Walking meditation is a bridge between formal sitting meditation and informal meditation in everyday activities. It is also useful if you want to meditate for long periods continuously. Alternating sitting and walking provides a way to relieve the stress on your body without ever leaving meditation entirely. Walking also serves as an antidote to both the tiredness and restlessness that can obstruct meditation.
Walking meditation is easiest in a quiet place without distractions or obstacles. An empty room large enough to walk in circles is suitable. Even better is an unobstructed natural setting, such as a park. Walking meditation is valuable but more difficult in an urban setting.
Walk with your eyes looking downwards at about 45 degrees, but keep the head upright. Allow your gaze to move smoothly over the ground, rather than jumping from one point to the next. This is much easier if you allow your eyes to relax and defocus, so that your vision is slightly blurred.

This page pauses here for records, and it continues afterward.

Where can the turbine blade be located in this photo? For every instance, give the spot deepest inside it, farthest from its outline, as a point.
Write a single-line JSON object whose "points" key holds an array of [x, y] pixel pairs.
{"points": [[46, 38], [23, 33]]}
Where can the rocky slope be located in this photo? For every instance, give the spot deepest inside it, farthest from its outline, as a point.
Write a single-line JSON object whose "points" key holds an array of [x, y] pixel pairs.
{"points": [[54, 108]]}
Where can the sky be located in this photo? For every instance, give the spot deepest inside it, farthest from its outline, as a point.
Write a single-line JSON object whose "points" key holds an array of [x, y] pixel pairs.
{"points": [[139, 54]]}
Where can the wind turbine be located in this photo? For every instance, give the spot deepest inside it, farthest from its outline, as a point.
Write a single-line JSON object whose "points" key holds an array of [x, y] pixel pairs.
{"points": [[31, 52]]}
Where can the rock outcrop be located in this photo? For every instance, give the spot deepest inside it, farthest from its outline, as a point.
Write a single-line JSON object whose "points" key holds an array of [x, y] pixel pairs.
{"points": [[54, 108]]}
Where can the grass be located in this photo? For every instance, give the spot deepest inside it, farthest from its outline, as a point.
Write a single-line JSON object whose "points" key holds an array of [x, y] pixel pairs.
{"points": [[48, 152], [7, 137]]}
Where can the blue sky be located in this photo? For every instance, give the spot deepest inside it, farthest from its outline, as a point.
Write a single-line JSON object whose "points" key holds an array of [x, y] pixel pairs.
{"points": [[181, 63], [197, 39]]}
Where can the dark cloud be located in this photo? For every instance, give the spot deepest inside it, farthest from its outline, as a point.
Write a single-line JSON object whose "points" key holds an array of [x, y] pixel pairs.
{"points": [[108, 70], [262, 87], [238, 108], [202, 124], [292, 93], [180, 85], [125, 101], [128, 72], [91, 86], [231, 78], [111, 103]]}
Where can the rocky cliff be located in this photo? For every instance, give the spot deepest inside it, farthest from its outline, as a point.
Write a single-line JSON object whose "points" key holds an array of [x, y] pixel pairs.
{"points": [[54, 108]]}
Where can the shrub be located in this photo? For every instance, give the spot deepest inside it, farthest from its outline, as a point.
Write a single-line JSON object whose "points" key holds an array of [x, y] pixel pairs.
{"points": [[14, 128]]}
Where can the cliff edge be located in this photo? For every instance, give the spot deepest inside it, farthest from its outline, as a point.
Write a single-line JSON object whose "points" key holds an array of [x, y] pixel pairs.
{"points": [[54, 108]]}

Be aware of each part of your foot as it presses the ground in succession. Be aware of sensations: of your trousers brushing your legs, of the rhythmic contractions of leg muscles, of the slight brush of air against your skin. This is easier if you walk at about half the normal speed.
When you find that you are distracted by thinking, return to find the presence of awareness in sensations.
Pay no particular attention to the objects around you, but be aware of your body moving through space. As a variation, feel that you are motionless and that space is gliding past you.
Try this for fifteen minutes. That is enough to get the flavor. With experience, you can engage in walking meditation for periods of seconds to hours, and any time you need to walk.